Arbeitsmarkt: Fachkräftemangel in Sicht

Die Wirtschaftskrise scheint so langsam überwunden, doch das nächste Problem rollt auf den Arbeitsmarkt zu: Den Unternehmen fehlen qualifizierte Mitarbeiter. Kommt eine neue Krise?

Angesichts der Pendlerströme auf dem Münchner Arbeitsmarkt ist Bernd Becking, Chef der Arbeitsagentur München, dagegen, dass die Landeshauptstadt Optionskommune wird und dann künftig ihre Langzeitarbeitslosen allein betreut. In diesem Fall könnten Hartz-IV-Empfängern nämlich keine Jobangebote außerhalb der Kommune gemacht werden, da es dann keine gemeinsame Software mehr gebe. Von den 690 111 sozialversicherungspflichtigen Beschäftigten in München pendeln rund 45 Prozent aus der Umgebung in die Landeshauptstadt. Das zeige, wie wichtig die Pendler für den Münchner Arbeitsmarkt seien.

Gerade jetzt sei es wichtig, Langzeitarbeitslosen deutschlandweit Jobangebote zu machen. Denn kaum scheint die Wirtschaftskrise überwunden, droht ein nächstes Problem auf dem Arbeitsmarkt: Den Unternehmen fehlen qualifizierte Arbeiter. „Wir werden möglicherweise einen recht kurzen Übergang von der Wirtschaftskrise in die nächste schwierige Phase, nämlich den Fachkräftemangel, erleben“, erklärt Bernd Becking.

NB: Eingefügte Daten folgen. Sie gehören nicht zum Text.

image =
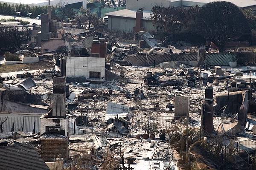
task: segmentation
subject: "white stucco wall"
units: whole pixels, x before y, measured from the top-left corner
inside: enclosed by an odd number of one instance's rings
[[[67,59],[67,77],[84,77],[89,79],[90,71],[100,72],[101,79],[104,79],[105,58],[68,57]]]
[[[135,26],[135,19],[117,17],[108,17],[108,28],[111,31],[118,31],[124,32],[133,31],[133,28]],[[153,25],[152,21],[143,20],[142,26],[145,28],[145,31],[151,31],[156,29]]]

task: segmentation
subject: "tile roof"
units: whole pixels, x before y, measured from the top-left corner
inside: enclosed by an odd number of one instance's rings
[[[49,170],[30,146],[0,147],[0,170]]]

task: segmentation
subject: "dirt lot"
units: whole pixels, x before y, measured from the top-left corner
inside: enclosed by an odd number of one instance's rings
[[[17,64],[8,65],[1,65],[0,71],[2,73],[9,73],[14,71],[21,71],[25,69],[49,70],[53,68],[53,63],[52,60],[41,61],[36,63]]]

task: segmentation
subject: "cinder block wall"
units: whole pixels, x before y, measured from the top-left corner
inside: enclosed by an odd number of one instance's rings
[[[66,66],[66,76],[89,78],[90,71],[100,72],[101,78],[105,76],[105,58],[68,57]]]

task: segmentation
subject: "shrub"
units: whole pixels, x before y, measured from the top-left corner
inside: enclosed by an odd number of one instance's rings
[[[4,56],[5,57],[6,60],[7,61],[20,61],[20,56],[17,54],[12,54],[9,52],[6,52],[4,53]]]

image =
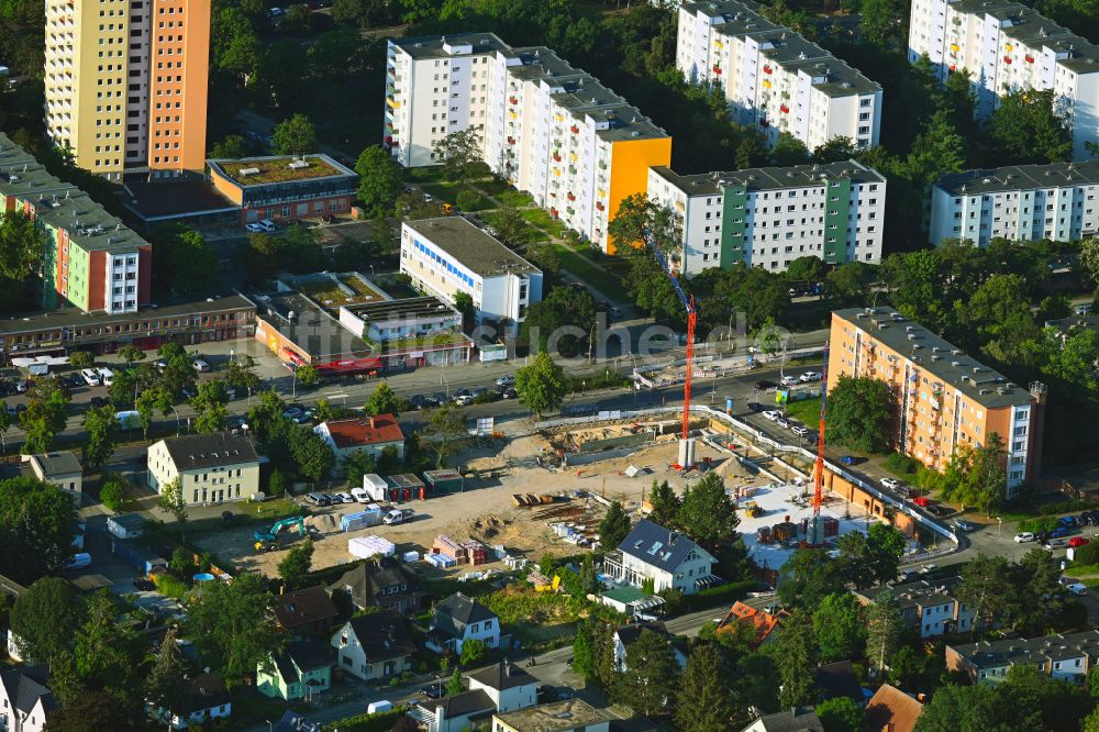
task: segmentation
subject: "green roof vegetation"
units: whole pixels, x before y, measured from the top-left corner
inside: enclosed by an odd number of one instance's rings
[[[290,164],[296,159],[303,159],[306,167],[291,168]],[[342,175],[341,170],[326,163],[320,157],[306,156],[303,158],[265,157],[242,160],[220,160],[218,166],[230,179],[242,186],[258,186],[263,184],[287,182],[292,180],[309,180],[311,178],[324,178],[326,176]],[[259,173],[242,175],[242,170],[258,168]]]

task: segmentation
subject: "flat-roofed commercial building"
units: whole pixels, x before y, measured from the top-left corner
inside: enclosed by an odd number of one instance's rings
[[[214,190],[241,208],[241,223],[346,213],[358,174],[328,155],[207,160]]]
[[[952,173],[931,189],[930,240],[1077,242],[1099,232],[1097,192],[1099,160]]]
[[[491,320],[509,333],[542,300],[542,270],[460,217],[406,221],[401,273],[451,306],[466,292],[478,323]]]
[[[671,159],[664,130],[544,46],[491,33],[397,38],[387,73],[384,142],[401,165],[439,165],[436,143],[475,130],[495,173],[607,252],[621,201]]]
[[[881,260],[886,179],[855,160],[691,176],[654,167],[648,198],[677,217],[687,275],[737,263],[782,271],[804,256]]]
[[[881,86],[759,14],[751,0],[679,5],[676,66],[690,84],[720,88],[734,121],[770,143],[788,133],[810,151],[834,137],[878,144]]]
[[[1037,477],[1042,385],[1020,388],[892,308],[834,311],[829,343],[830,389],[841,376],[889,386],[898,451],[942,472],[959,448],[981,447],[996,433],[1003,442],[1008,497]]]

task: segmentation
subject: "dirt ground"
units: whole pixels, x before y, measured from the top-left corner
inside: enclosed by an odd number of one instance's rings
[[[381,525],[344,533],[340,531],[340,517],[357,512],[360,510],[359,506],[345,503],[326,509],[311,509],[313,515],[307,519],[307,523],[320,532],[320,539],[314,544],[313,568],[352,561],[354,557],[347,552],[347,540],[367,535],[378,535],[393,542],[398,554],[417,551],[422,555],[430,550],[439,534],[459,542],[475,539],[490,548],[502,544],[508,553],[526,556],[535,562],[546,552],[558,556],[575,554],[577,546],[557,537],[550,524],[571,518],[574,523],[587,526],[590,533],[602,515],[604,506],[592,497],[570,498],[574,490],[619,500],[628,511],[632,511],[640,508],[643,495],[654,479],[668,480],[679,492],[682,492],[688,480],[698,479],[698,472],[689,474],[685,479],[677,470],[670,469],[669,464],[677,458],[678,445],[673,436],[665,440],[666,442],[648,445],[626,455],[557,470],[537,465],[535,456],[548,446],[546,439],[540,435],[512,440],[498,450],[480,450],[469,454],[463,466],[463,473],[474,476],[467,477],[464,492],[403,504],[402,508],[413,509],[417,517],[411,523],[398,526]],[[701,443],[698,443],[697,456],[700,461],[711,458],[713,469],[729,477],[730,485],[743,475],[743,468],[735,461]],[[646,472],[630,478],[625,470],[631,465],[645,468]],[[526,508],[514,504],[514,493],[552,493],[562,497],[552,506]],[[550,515],[553,513],[558,515]],[[296,541],[287,542],[281,551],[256,553],[253,547],[253,530],[254,526],[226,529],[202,536],[198,543],[202,548],[235,565],[238,570],[258,570],[276,576],[278,563]],[[428,575],[436,574],[426,563],[420,566]],[[495,562],[478,566],[476,570],[502,569],[504,566],[502,562]],[[462,575],[471,569],[474,568],[468,565],[459,565],[448,572]]]

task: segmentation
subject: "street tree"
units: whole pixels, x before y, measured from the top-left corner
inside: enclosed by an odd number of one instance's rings
[[[174,478],[160,486],[160,497],[156,501],[157,508],[165,513],[171,514],[179,525],[179,541],[184,542],[187,529],[187,499],[184,498],[184,489],[179,478]]]
[[[878,595],[866,609],[866,656],[885,669],[892,654],[900,647],[904,633],[904,617],[891,590]]]
[[[721,474],[709,472],[684,491],[679,509],[679,526],[688,536],[711,554],[736,537],[740,517]]]
[[[0,212],[0,275],[21,282],[36,274],[46,233],[22,211]]]
[[[599,521],[599,545],[608,551],[618,548],[630,533],[630,515],[618,501],[611,501]]]
[[[313,565],[313,542],[310,540],[303,541],[298,546],[295,546],[282,561],[278,563],[278,576],[282,578],[286,585],[286,590],[290,591],[298,589],[298,584],[301,581],[302,577],[309,574],[310,568]]]
[[[275,597],[267,578],[241,574],[232,583],[209,583],[202,596],[188,606],[185,628],[203,658],[233,679],[267,667],[284,641],[271,608]]]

Dazu müssten alle Potenziale für Arbeitskräfte aktiviert werden. „Dazu zählen auch Arbeitslose, die in Folge der Krise in Hartz IV gerutscht sind und denen ansonsten eine Abwärtsspirale droht“, sagt Becking. Gute Qualifikations- und Vermittlungsprozesse der Arge müssten dabei helfen, die Menschen wieder in Arbeit zu bringen und den Betrieben Arbeitskräfte zu sichern, wirbt Becking für den Erhalt der Arge.

Kritiker fürchten aber ein geringeres Mitsprache- und Entscheidungsrecht der Kommune, falls die Kooperation von Arbeitsagentur und Landeshauptstadt in Zukunft weiter geführt wird.

Unterdessen entspannt sich der Arbeitsmarkt in München weiter: Bereits zum sechsten Mal in Folge ist die Zahl der Arbeitslosen gesunken. Insgesamt hatten im Monat Mai 40 142 Menschen in München keinen Job. Das sind 1386 weniger als noch im Mai und sogar 3476 weniger als im Juni vergangenen Jahres – dem Höhepunkt der Wirtschaftskrise. Die Arbeitslosenquote liegt jetzt bei 5,4 Prozent in München, deutschlandweit bei 7,5 Prozent. Das entspricht annähernd dem Niveau vor der Wirtschaftskrise.

Auch die Zahl der kurzarbeitenden Betriebe geht weiter zurück. Derzeit zählt die Arbeitsagentur München 996 Betriebe, in denen 9117 Beschäftigte kurzarbeiten. Erst vor kurzem  hatte auch MAN bekanntgegeben, unter anderem am Standort München die Kurzarbeit zu reduzieren.

Stehen wir vor einem Fachkräftemangel? Oder nutzen wir die vorhandenen Möglichkeiten nicht aus? Ist es eine Mär, und die Unternehmen die oftmals 6 Wochen und mehr brauchen um auf eine Bewerbung zu reagieren, sind ihre Not selber schuld?


1 Kommentar

  1. 1. Thomas Gerwert

    Kommentar vom 29. Juli 2010 um 11:48

    Es stellt sich auch mal die Frage: Gibt es diese Stellen überhaupt real oder sind es nicht eher Lockangebote von Zeitarbeitsunternehmen um den Pool an Bewerberkontakten zu füllen?